Annoncés à ce rendez-vous financier, le président du Bénin, Patrice Talon, n’a finalement pas fait le déplacement, de même que la présidente de la Tanzanie Samia Suhulu Hassan qui s’est fait représenter. Avec la COP 27 qui se tient à Charm el-Sheikh à compter de ce week-end, certains délégués ont commencé à se déplacer en Egypte.
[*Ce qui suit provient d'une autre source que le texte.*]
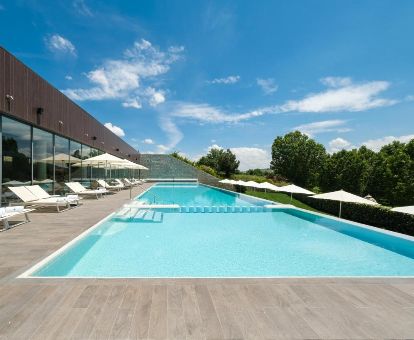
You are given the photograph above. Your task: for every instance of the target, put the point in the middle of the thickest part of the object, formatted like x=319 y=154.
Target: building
x=45 y=135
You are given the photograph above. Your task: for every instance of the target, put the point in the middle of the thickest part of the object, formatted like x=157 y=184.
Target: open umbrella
x=405 y=210
x=267 y=186
x=294 y=189
x=343 y=196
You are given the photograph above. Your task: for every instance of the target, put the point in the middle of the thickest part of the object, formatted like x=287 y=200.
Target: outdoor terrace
x=183 y=308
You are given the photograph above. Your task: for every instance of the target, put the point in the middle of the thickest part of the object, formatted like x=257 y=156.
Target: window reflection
x=43 y=159
x=75 y=168
x=62 y=164
x=16 y=144
x=56 y=159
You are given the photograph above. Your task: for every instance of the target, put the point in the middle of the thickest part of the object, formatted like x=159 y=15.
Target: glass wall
x=43 y=159
x=35 y=156
x=75 y=161
x=62 y=161
x=16 y=161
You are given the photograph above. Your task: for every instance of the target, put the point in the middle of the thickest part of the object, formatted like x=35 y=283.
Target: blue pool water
x=286 y=242
x=193 y=194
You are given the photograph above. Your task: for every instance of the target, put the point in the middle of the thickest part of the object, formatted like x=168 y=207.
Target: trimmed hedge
x=377 y=216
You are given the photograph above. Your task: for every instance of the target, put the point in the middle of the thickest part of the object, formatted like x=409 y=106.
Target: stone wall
x=171 y=168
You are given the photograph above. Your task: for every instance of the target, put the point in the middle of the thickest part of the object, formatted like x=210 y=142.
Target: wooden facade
x=37 y=102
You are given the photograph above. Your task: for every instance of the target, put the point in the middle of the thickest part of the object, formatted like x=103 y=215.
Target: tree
x=348 y=170
x=224 y=162
x=298 y=158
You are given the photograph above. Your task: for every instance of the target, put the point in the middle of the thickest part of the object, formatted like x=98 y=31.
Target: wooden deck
x=183 y=309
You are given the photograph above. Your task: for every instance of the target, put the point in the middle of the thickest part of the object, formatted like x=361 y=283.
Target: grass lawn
x=280 y=198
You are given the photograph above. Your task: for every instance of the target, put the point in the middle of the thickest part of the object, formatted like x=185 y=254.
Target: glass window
x=16 y=144
x=61 y=164
x=86 y=170
x=75 y=159
x=43 y=159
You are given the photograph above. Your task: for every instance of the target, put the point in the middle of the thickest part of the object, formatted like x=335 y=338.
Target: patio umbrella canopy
x=252 y=184
x=226 y=181
x=343 y=196
x=105 y=158
x=294 y=189
x=405 y=210
x=267 y=186
x=62 y=157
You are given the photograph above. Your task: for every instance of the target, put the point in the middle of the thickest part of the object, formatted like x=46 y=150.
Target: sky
x=190 y=75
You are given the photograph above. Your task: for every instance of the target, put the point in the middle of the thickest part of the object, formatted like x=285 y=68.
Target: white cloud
x=252 y=158
x=336 y=81
x=214 y=146
x=148 y=141
x=81 y=7
x=58 y=44
x=210 y=114
x=125 y=78
x=115 y=129
x=268 y=85
x=377 y=144
x=155 y=97
x=314 y=128
x=132 y=103
x=339 y=144
x=342 y=95
x=174 y=135
x=226 y=80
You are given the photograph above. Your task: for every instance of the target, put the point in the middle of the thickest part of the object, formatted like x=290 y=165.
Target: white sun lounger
x=124 y=185
x=43 y=194
x=127 y=182
x=7 y=213
x=136 y=181
x=132 y=182
x=104 y=184
x=30 y=199
x=79 y=189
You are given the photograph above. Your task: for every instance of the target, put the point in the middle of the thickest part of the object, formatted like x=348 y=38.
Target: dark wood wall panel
x=30 y=92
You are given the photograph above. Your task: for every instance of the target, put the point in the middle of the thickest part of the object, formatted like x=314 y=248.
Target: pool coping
x=27 y=274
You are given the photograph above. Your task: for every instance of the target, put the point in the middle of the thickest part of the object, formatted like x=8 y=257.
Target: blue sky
x=188 y=75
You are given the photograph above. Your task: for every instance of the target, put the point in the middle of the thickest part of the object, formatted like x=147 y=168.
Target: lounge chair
x=124 y=185
x=79 y=189
x=128 y=183
x=40 y=193
x=132 y=182
x=104 y=184
x=30 y=199
x=8 y=213
x=137 y=181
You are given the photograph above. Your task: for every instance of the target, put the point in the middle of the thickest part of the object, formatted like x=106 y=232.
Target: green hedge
x=377 y=216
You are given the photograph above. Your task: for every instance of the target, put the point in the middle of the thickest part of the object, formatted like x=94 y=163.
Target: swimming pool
x=283 y=242
x=194 y=194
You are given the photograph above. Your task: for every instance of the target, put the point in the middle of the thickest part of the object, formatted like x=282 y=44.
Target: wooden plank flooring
x=183 y=308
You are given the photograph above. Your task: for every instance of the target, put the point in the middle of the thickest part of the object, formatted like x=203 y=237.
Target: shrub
x=207 y=169
x=377 y=216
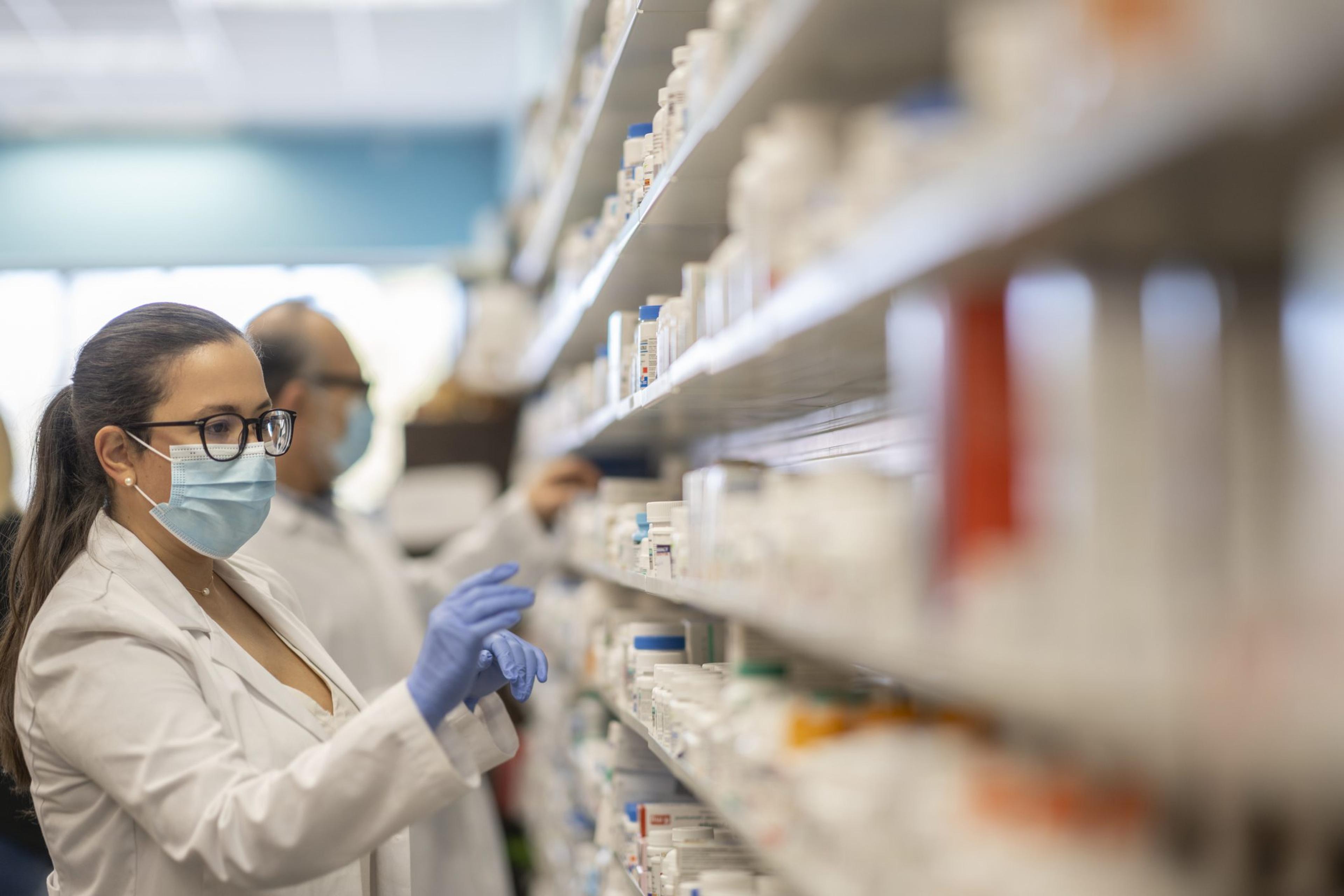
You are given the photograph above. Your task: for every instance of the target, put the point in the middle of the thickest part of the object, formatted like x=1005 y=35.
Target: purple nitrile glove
x=451 y=656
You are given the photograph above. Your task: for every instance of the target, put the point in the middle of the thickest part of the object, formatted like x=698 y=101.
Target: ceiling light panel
x=94 y=54
x=349 y=5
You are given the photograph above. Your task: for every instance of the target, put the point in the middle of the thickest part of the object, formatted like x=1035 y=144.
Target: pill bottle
x=660 y=131
x=730 y=19
x=648 y=340
x=728 y=883
x=634 y=160
x=660 y=696
x=639 y=553
x=658 y=651
x=704 y=77
x=598 y=387
x=639 y=632
x=682 y=840
x=677 y=99
x=659 y=545
x=683 y=566
x=651 y=166
x=670 y=324
x=631 y=836
x=620 y=335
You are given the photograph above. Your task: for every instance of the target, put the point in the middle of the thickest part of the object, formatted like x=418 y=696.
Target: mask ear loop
x=136 y=487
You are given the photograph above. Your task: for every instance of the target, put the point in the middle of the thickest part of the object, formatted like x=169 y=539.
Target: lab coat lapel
x=119 y=550
x=257 y=593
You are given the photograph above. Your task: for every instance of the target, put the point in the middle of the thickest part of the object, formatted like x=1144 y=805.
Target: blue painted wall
x=241 y=199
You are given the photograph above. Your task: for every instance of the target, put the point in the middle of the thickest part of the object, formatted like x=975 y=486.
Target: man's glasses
x=225 y=436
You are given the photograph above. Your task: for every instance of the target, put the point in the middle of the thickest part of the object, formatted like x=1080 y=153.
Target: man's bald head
x=310 y=369
x=296 y=340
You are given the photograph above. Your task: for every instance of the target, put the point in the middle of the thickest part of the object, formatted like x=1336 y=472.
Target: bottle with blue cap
x=648 y=344
x=642 y=532
x=651 y=651
x=632 y=173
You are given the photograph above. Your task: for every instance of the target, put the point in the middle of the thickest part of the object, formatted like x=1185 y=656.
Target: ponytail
x=66 y=499
x=118 y=378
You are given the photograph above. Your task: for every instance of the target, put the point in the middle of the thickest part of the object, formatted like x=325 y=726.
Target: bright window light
x=96 y=54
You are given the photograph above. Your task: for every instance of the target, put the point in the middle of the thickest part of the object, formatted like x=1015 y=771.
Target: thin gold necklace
x=205 y=592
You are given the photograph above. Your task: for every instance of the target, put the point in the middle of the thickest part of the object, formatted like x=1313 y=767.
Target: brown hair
x=119 y=378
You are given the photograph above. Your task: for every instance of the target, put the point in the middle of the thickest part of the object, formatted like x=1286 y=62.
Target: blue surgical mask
x=216 y=507
x=359 y=432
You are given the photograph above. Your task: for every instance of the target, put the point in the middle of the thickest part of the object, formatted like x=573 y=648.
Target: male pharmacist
x=362 y=597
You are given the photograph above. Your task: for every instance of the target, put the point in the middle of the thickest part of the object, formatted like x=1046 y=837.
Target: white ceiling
x=136 y=65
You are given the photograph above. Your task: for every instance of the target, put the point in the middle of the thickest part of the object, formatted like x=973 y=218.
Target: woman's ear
x=112 y=445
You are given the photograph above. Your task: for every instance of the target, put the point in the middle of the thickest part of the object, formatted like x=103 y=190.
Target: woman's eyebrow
x=217 y=409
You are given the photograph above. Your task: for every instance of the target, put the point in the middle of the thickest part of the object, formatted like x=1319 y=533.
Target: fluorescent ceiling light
x=96 y=56
x=349 y=5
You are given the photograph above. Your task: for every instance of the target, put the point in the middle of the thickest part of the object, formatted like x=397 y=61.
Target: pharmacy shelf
x=628 y=94
x=628 y=876
x=582 y=30
x=685 y=216
x=1107 y=714
x=1026 y=189
x=803 y=874
x=832 y=640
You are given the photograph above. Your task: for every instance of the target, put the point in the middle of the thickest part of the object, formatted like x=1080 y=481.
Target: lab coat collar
x=119 y=550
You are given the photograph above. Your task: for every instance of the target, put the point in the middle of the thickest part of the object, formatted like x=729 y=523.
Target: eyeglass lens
x=226 y=434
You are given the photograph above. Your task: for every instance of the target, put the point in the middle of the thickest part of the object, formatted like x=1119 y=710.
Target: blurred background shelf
x=640 y=66
x=804 y=874
x=1146 y=154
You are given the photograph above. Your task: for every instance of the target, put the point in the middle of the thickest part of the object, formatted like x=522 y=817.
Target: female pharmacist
x=179 y=727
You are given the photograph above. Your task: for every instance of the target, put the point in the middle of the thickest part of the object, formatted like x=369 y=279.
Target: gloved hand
x=449 y=660
x=519 y=662
x=507 y=660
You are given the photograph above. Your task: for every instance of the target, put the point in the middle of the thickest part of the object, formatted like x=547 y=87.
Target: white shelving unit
x=804 y=874
x=1014 y=187
x=819 y=343
x=628 y=94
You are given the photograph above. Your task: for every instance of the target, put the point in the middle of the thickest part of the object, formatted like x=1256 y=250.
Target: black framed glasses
x=225 y=436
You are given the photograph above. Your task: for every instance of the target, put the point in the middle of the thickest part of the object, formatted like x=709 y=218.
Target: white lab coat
x=167 y=762
x=368 y=604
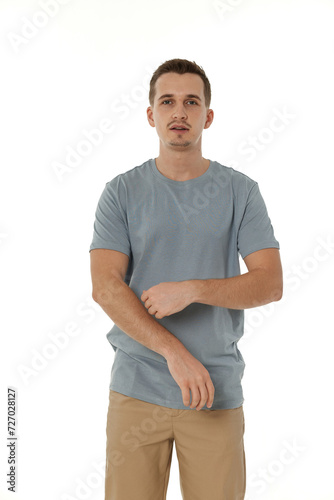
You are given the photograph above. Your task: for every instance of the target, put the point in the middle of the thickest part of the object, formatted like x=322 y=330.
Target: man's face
x=179 y=102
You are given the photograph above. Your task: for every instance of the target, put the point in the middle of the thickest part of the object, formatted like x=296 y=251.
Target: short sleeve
x=255 y=230
x=110 y=226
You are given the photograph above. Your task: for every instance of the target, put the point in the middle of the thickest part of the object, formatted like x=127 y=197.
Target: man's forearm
x=252 y=289
x=128 y=313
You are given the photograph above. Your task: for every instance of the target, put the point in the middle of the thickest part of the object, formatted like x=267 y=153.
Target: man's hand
x=166 y=298
x=191 y=376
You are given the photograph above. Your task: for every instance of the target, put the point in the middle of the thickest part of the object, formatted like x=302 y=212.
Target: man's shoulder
x=237 y=178
x=136 y=173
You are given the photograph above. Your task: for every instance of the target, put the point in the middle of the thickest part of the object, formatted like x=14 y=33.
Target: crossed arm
x=263 y=283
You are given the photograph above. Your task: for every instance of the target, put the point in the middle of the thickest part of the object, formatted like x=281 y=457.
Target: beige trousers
x=209 y=447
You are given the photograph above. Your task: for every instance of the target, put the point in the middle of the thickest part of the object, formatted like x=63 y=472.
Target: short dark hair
x=180 y=66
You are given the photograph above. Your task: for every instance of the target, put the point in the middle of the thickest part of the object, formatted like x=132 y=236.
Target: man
x=165 y=268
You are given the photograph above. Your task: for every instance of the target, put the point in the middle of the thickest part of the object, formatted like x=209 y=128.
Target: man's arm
x=263 y=283
x=108 y=268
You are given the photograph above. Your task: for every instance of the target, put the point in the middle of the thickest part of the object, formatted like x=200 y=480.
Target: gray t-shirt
x=176 y=231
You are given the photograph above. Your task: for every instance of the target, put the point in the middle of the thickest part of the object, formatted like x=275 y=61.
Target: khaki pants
x=209 y=447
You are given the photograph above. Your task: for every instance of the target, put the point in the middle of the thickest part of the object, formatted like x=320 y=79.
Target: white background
x=91 y=61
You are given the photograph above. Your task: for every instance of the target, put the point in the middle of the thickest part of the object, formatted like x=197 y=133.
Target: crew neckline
x=157 y=172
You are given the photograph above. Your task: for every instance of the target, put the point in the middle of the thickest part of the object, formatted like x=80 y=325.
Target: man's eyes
x=167 y=100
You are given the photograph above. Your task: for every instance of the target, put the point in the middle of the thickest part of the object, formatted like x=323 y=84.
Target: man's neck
x=182 y=167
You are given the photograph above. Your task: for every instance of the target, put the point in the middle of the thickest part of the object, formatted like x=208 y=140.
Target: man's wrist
x=191 y=290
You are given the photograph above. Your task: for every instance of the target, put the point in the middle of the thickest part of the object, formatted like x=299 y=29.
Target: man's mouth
x=179 y=129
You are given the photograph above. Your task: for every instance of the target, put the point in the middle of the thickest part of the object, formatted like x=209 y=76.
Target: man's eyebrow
x=188 y=96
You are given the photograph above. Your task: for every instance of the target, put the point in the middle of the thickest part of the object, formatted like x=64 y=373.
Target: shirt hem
x=217 y=405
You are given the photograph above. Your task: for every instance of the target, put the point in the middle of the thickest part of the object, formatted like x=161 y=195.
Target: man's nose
x=179 y=112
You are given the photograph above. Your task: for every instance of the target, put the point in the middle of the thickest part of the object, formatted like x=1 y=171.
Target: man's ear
x=150 y=116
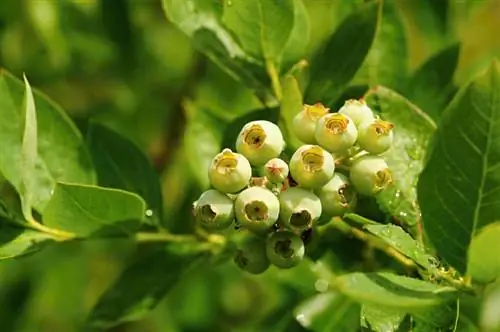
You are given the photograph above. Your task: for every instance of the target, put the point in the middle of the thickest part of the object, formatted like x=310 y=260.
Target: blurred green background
x=123 y=63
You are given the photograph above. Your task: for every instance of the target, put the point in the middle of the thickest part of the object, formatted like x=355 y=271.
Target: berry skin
x=276 y=170
x=229 y=172
x=336 y=132
x=257 y=209
x=337 y=196
x=260 y=141
x=358 y=111
x=369 y=175
x=304 y=123
x=251 y=255
x=299 y=208
x=376 y=137
x=285 y=249
x=214 y=210
x=311 y=166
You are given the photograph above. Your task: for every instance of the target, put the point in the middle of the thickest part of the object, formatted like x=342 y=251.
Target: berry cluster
x=278 y=202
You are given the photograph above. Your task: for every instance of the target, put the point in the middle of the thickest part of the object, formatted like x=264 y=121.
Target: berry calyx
x=229 y=172
x=336 y=132
x=260 y=141
x=304 y=123
x=257 y=209
x=311 y=166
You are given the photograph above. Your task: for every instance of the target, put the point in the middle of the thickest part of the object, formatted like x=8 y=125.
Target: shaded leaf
x=459 y=187
x=335 y=65
x=412 y=132
x=140 y=287
x=484 y=263
x=431 y=86
x=121 y=164
x=94 y=211
x=391 y=290
x=328 y=312
x=62 y=155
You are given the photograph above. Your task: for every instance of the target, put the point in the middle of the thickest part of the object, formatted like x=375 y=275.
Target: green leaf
x=94 y=211
x=202 y=139
x=387 y=62
x=397 y=238
x=431 y=86
x=140 y=287
x=391 y=290
x=459 y=187
x=262 y=26
x=62 y=155
x=16 y=241
x=28 y=152
x=121 y=164
x=484 y=263
x=412 y=133
x=380 y=319
x=201 y=20
x=328 y=312
x=335 y=65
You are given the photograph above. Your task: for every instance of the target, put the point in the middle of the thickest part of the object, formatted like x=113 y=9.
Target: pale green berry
x=376 y=136
x=311 y=166
x=214 y=210
x=285 y=249
x=260 y=141
x=251 y=255
x=369 y=175
x=336 y=133
x=337 y=196
x=304 y=123
x=358 y=111
x=257 y=209
x=229 y=172
x=299 y=208
x=276 y=170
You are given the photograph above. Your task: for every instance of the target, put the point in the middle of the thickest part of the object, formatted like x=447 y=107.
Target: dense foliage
x=265 y=165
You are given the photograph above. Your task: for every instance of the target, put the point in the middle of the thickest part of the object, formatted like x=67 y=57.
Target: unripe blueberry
x=337 y=196
x=229 y=172
x=251 y=255
x=260 y=141
x=304 y=123
x=311 y=166
x=257 y=209
x=358 y=111
x=276 y=170
x=376 y=136
x=299 y=208
x=336 y=132
x=214 y=210
x=285 y=249
x=369 y=175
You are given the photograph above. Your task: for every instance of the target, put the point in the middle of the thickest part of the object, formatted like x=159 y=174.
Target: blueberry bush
x=236 y=165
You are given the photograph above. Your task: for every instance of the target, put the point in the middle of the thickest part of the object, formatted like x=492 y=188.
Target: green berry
x=251 y=255
x=276 y=170
x=376 y=137
x=358 y=111
x=337 y=196
x=304 y=123
x=229 y=172
x=257 y=209
x=369 y=175
x=285 y=249
x=214 y=210
x=299 y=208
x=336 y=133
x=260 y=141
x=311 y=166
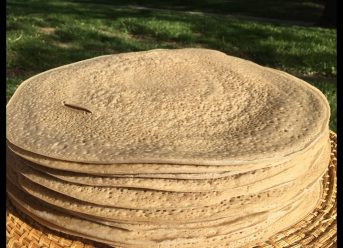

La question de l’investissement sur le continent africain est devenue très importante il y a quelques années à l’approche de l’échéance (2030) de l’agenda des Objectifs de développement durables (ODD) des Nations Unies. Elle s’est cependant accentuée avec les crises de ces deux dernières années intervenues alors que le continent était sur une belle trajectoire de performance économique. D’abord la Covid-19 qui a amplifié à 400 milliards de dollars les besoins en financement du continent pour la relance économique, puis la guerre menée par la Russie en Ukraine qui a confronté l’Afrique à d’importants besoins pour résoudre notamment les problèmes d’approvisionnement en céréales, en engrais ou en produits énergétiques. A cela, il faudrait ajouter le défi climatique qui dégage des besoins financiers de l’ordre d’environ 1 300 à 1 600 milliards de dollars en Afrique selon la BAD. Alors que lorsqu’il est question d’investissement, la problématique liée à l’amélioration du climat des affaires se pose, certains présidents africains à la tête des pays les moins propices en revanche pourraient avoir du pain sur la planche.